Murder of Sylvia
True Crime

photo credits: https://images.app.goo.gl/qpfwS2XaUsB5fTvPA
April 28, 2021
Sylvia Likens was a sixteen year old girl living in Indianapolis. She was one in five siblings, with parents that were constantly on the road and hardly ever home. In July 1965, her father went back to working at the carnival. Sylvia’s mother was in jail for shoplifting, and her brothers were in care of their grandparents. Sylvia and her sister Jenny went to go live with their family friend Gertrude Baniszewski.
Gertrude treated the sisters kindly for the first two weeks of their stay, until her pay came in late. Gertrude soon began to abuse both Sylvia and Jenny in broad daylight. She used a heavy paddle and a thick leather belt from one of her ex husband’s who used to be a cop. When she was too exhausted or too weak to “discipline” the girls herself, her daughter Paula stepped in to take her place. Sylvia soon became the target, and Gertrude demanded that Jenny joins in.
Gertrude had accused Sylvia of stealing from her, and burned the girl’s fingertips. Gertrude took Sylvia to a church function where she force-fed her hot dogs until she was sick. As punishment for throwing up good food, she forced her to eat her own vomit. Gertrude encouraged her children to join in and help with the abuse.
The children practiced karate on Sylvia, they would slam her into walls and onto the floor, they used her skin as an ashtray, threw her down the stairs, and cut open her skin and rubbed salt into her fresh wounds.
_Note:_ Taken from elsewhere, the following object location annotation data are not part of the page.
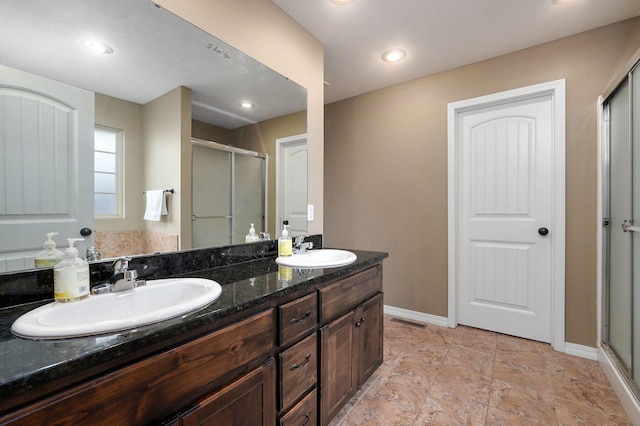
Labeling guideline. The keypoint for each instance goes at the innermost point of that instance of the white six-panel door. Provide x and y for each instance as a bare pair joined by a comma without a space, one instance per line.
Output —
505,216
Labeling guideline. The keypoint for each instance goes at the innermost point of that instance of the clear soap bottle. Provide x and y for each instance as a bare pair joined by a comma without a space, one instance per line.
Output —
71,276
50,256
285,245
251,237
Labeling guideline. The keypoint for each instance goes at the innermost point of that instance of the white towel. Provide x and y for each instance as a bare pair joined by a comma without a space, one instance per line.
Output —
156,205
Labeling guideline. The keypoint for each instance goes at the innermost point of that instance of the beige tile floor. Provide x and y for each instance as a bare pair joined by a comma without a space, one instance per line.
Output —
464,376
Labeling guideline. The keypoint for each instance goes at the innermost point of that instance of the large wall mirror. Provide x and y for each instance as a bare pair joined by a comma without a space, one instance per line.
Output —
161,85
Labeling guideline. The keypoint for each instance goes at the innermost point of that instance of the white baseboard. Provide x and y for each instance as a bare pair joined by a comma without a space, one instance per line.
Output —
415,316
627,399
582,351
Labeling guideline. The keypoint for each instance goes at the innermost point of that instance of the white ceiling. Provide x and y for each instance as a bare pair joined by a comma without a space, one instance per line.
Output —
438,35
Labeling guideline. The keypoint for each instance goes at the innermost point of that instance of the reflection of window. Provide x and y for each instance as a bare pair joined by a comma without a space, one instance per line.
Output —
108,172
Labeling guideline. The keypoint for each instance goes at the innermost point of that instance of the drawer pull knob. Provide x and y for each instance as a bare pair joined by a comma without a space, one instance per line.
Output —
295,366
302,318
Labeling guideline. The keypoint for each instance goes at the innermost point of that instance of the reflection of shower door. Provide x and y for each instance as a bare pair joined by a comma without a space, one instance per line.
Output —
228,194
621,332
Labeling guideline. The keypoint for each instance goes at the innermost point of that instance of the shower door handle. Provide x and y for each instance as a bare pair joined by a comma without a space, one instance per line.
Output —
626,227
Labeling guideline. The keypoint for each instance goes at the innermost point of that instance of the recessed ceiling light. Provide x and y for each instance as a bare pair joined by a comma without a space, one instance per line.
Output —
97,47
394,55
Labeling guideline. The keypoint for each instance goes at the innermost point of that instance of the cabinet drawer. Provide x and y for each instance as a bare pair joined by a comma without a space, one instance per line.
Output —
303,413
298,317
298,370
336,299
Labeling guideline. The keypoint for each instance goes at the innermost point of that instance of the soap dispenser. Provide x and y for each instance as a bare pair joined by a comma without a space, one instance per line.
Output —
251,237
71,275
285,246
50,256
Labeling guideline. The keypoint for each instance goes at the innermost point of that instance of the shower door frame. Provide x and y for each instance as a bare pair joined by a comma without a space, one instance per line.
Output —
609,356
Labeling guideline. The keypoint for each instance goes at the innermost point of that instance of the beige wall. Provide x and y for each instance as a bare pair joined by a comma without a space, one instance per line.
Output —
166,135
386,167
263,31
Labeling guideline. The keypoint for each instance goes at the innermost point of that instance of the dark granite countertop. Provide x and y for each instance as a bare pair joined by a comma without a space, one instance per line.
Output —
26,365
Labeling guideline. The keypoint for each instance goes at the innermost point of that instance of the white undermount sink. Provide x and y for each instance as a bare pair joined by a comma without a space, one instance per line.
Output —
321,258
156,301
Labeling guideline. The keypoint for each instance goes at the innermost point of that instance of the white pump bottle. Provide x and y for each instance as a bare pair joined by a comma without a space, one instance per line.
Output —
71,276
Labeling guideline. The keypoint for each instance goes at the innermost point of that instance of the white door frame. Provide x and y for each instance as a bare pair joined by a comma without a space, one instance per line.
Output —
557,91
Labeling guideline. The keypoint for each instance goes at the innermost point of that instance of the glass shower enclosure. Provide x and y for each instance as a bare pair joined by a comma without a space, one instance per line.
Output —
228,193
621,296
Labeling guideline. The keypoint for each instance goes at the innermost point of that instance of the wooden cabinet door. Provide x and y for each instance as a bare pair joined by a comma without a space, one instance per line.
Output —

After this abuse, she would often be taken into a scalding bath to cleanse.
Sylvia was so beaten that she had no control of when she went to the bathroom. When she started to wet the bed, Gertrude said she was “unfit” enough to live with the rest of the children. She was locked in the basement without food or access to a bathroom. Gertrude started spreading lies about Sylvia so that the neighborhood children would join in on the beatings.
Gertrude had her daughter Marie and a neighborhood child named Ricky Hobbs carve words into Sylvia’s abdomen with a heated needle .Other neighbors were said they were aware of how Sylvia was abused, because they had seen Paula striking the girl on two different occasions. They did not go to the police because they said they feared their lives.
Jenny was threatened, bullied, and beaten by Gerturde, her children, and neighbor girls if she were to go to the authorities. Gertrude could tell that Sylvia was going to die, and made her write a note to her mother that she had run away.
Sylvia overheard Gertrude telling her children that she was going to take Sylvia to a forest and leave her there to die. She attempted to make one more escape, but only made it to the front door before she was caught and beaten with a curtain rod until she fell unconscious. After Sylvia came to, Gertrude stomped on Sylvia’s head.
She died on October 26nd, 1965 from a brain hemorrhage, shock, and malnutrition. After three months of this tourture, she could no longer form legible words, and she could barely move. The police came to the house, and Gerturde stuck with her story. When Jenny got close enough to an officer, she took her chance and whispered “Get me out of here and I’ll tell you everything.” The police arrested Gertrude, her children, Richard Hobbs and Coy Hubbard for murder. The neighborhood children Mike Monroe, Randy Lepper, Darlene McGuire, Judy Duke, and Anna Siscoe were also arrested for “injury to person.”
Gertrude pleaded not guilty by reason of insanity. Her defense attorney told the court, “She’s not responsible, because she’s not all here.” On May 19, 1966, Gertrude was convicted of first-degree murder, and she was sentenced to life in jail. She was spared the death penalty, despite her own lawyer saying, “In my opinion, she ought to go to the electric chair.”
Paula was sentenced to life in jail for second-degree murder. Richard Hobbs, Coy Hubbard, and John Baniszewski Jr. were all convicted of manslaughter, and given two 2 to 21 year prison sentences because they were minors. In 1971, Gertrude and her daughter Paula were re-tried. Gertrude was found guilty again. Paula pleaded guilty to a lesser charge of voluntary manslaughter, and was sentenced to two to 21 years.
Gertrude was granted parole on good behavior on December 4th, 1985. Jenny and a crowd of people picketed outside the prison to protest her release, but it was no use, Gertrude had been set free. Five years after her release she died of lung cancer. Jenny then wrote to her mother with a copy of Gertrude’s obituary.